Research Interests
Micro-scale reaction processes in metamorphic rocks
Metamorphic rocks undergo a sequence of metamorphic reactions that are recorded in mineral compositions and microstructures. The history contained in these minerals can provide insights into the changes in pressure, temperature, and bulk rock composition that have affected rocks over time.
I use a variety of techniques to examine minerals and decipher their reaction history, including petrographic microscopy, scanning electron microscopy (SEM), wavelength- and energy-dispersive spectroscopy (WDS and EDS), cathodoluminescence (CL) imaging, and laser ablation inductively coupled plasma mass spectrometry (LA-ICP-MS).
Cathodoluminescence (CL) image of kyanite internal structures (top); growth history interpretation (bottom)
Processes affecting granitoid composition from source to sink
I study how chemical compositions evolve in magmas from their genesis to final emplacement as plutons in the crust. Many felsic magmas originate from partial melting of crustal rocks that have experienced high-grade metamorphism. I examine crustal source rocks and granitoids in the field and microscope and use thermodynamic modelling coupled with trace element partitioning to model melt and mineral compositions.
My main focus has been tonalite-trondhjemite-granodiorite (TTG) magmas, which formed in the Archean Eon by partial melting of primitive crust. Variations in chemical compositions of TTGs have been used to make interpretations about the processes that generated them, leading to inferences of tectonic regimes operating on early Earth.

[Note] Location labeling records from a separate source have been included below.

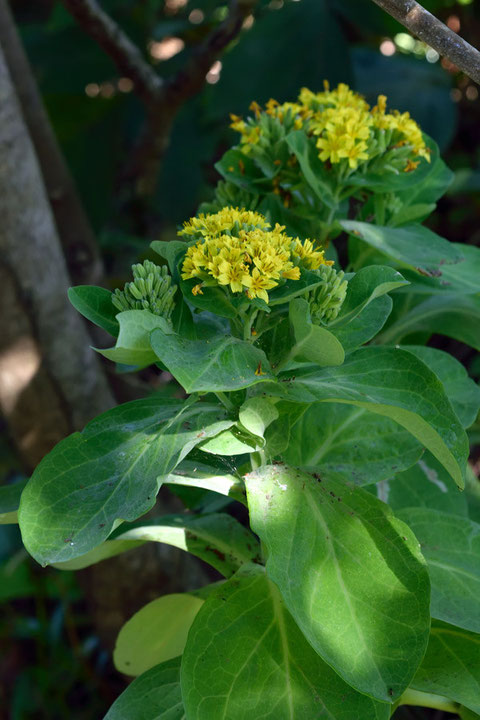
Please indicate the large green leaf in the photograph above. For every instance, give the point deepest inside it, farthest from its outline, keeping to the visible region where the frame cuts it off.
(312, 342)
(218, 539)
(201, 475)
(109, 472)
(350, 573)
(454, 315)
(462, 391)
(221, 363)
(9, 501)
(156, 633)
(392, 383)
(426, 484)
(451, 546)
(246, 658)
(155, 695)
(133, 342)
(351, 442)
(460, 278)
(365, 326)
(413, 245)
(366, 285)
(451, 666)
(95, 303)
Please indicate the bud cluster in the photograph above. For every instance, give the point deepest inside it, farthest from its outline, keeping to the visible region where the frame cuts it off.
(151, 289)
(327, 299)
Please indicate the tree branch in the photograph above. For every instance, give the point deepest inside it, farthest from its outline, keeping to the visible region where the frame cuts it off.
(432, 31)
(76, 235)
(124, 53)
(191, 78)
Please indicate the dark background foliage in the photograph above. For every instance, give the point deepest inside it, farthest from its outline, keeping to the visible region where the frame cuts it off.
(53, 662)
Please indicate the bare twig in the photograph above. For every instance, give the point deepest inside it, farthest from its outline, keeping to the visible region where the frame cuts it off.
(125, 54)
(190, 79)
(162, 98)
(432, 31)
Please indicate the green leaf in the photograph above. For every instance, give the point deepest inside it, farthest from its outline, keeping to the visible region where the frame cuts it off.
(201, 475)
(387, 182)
(462, 391)
(451, 546)
(256, 414)
(9, 501)
(366, 285)
(171, 251)
(412, 245)
(221, 363)
(349, 572)
(461, 278)
(451, 666)
(96, 305)
(108, 472)
(218, 539)
(364, 326)
(312, 342)
(392, 383)
(133, 342)
(457, 316)
(231, 442)
(292, 288)
(426, 484)
(350, 442)
(313, 169)
(156, 633)
(246, 658)
(155, 695)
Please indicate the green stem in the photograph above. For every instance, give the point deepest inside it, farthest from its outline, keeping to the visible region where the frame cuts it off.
(420, 699)
(225, 401)
(258, 459)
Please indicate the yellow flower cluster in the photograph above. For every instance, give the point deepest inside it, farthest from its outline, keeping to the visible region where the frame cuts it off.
(346, 126)
(238, 249)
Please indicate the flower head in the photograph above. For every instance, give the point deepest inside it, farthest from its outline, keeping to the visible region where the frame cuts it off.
(348, 130)
(239, 250)
(151, 289)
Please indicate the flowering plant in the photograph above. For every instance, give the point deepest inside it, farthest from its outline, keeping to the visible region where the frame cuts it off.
(355, 588)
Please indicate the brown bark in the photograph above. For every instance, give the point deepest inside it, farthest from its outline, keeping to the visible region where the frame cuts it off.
(51, 382)
(432, 31)
(74, 230)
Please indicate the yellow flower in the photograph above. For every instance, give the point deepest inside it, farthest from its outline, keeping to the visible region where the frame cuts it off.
(258, 285)
(239, 251)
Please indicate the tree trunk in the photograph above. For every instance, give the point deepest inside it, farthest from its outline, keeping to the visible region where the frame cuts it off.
(75, 233)
(51, 382)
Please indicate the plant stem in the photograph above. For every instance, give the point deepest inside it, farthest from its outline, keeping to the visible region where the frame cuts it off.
(258, 459)
(225, 401)
(420, 699)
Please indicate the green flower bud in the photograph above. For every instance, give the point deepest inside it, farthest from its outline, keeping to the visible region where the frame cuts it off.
(327, 299)
(151, 289)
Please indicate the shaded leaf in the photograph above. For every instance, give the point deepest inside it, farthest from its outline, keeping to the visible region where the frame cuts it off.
(108, 472)
(246, 658)
(349, 572)
(95, 303)
(155, 695)
(350, 442)
(451, 547)
(133, 342)
(451, 666)
(221, 363)
(392, 383)
(218, 539)
(413, 245)
(156, 633)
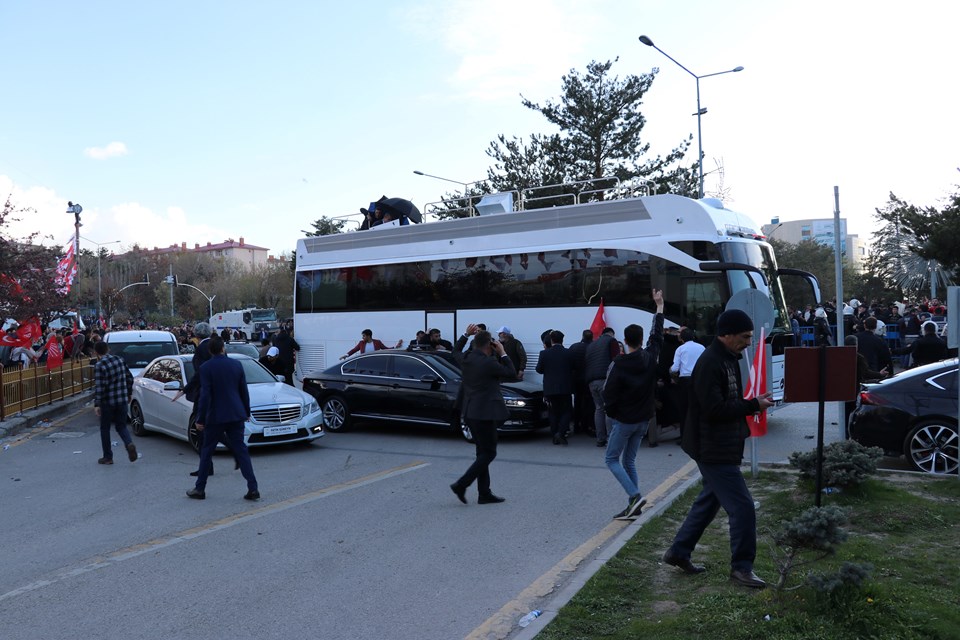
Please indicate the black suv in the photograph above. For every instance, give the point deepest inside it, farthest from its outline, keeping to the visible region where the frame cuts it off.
(418, 387)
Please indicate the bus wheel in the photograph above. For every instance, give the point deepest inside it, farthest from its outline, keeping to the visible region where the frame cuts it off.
(336, 415)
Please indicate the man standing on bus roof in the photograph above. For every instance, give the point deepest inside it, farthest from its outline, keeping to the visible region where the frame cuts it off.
(514, 349)
(484, 409)
(600, 353)
(714, 438)
(369, 344)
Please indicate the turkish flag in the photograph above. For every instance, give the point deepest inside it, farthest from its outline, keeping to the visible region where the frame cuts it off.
(24, 335)
(757, 386)
(599, 323)
(54, 353)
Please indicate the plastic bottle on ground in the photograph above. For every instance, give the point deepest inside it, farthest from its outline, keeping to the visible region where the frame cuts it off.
(530, 617)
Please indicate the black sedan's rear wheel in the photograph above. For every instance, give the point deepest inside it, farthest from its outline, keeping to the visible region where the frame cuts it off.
(931, 447)
(336, 415)
(136, 420)
(466, 431)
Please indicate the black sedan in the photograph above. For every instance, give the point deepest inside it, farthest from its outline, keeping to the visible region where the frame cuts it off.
(913, 414)
(418, 387)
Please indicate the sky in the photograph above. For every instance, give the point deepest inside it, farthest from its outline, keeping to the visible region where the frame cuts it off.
(184, 121)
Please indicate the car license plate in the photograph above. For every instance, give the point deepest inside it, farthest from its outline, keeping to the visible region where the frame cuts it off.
(278, 431)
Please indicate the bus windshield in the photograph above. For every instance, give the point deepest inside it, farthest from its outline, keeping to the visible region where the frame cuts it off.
(264, 315)
(760, 256)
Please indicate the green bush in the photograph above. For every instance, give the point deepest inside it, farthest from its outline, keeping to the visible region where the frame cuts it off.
(811, 536)
(845, 464)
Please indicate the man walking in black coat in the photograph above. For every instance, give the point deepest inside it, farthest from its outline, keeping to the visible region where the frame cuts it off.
(873, 347)
(715, 436)
(628, 396)
(556, 365)
(484, 365)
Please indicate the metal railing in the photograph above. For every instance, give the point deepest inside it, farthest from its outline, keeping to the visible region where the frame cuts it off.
(36, 386)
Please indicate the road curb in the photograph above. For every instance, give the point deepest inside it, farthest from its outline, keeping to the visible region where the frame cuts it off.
(25, 420)
(687, 477)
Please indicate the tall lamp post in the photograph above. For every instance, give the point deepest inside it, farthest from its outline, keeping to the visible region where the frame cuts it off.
(99, 281)
(700, 111)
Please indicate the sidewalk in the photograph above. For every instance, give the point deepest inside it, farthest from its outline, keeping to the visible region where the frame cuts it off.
(21, 421)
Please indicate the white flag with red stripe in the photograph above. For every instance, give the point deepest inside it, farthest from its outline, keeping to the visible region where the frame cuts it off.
(66, 270)
(757, 386)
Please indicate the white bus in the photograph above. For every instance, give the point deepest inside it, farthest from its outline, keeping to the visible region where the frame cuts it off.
(248, 321)
(535, 270)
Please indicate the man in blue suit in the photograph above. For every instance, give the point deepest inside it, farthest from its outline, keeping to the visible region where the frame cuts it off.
(224, 406)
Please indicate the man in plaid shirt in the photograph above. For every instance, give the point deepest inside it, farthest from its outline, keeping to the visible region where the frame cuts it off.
(113, 384)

Models of crystal accumulation and fractionation in Archean granitoid magmas
Tectonic, magmatic, and metamorphic evolution of Earth’s continental crust
The continents as we know them today have evolved over millions or even billions of years. Evidence of tectonic processes such as subduction, continent collision, and rifting is preserved in the rocks, and I use my expertise in petrology to decode the history contained in metamorphic and igneous rocks.
This work involves a combination of field work, petrography, chemical analysis (major and trace elements, geochronology), and modelling to obtain a multifaceted picture of the evolution of a rock within its geological context.
Photo of metabasite showing evidence of partial melting (top); connecting granitoids to metabasite sources using Hf isotopes (bottom)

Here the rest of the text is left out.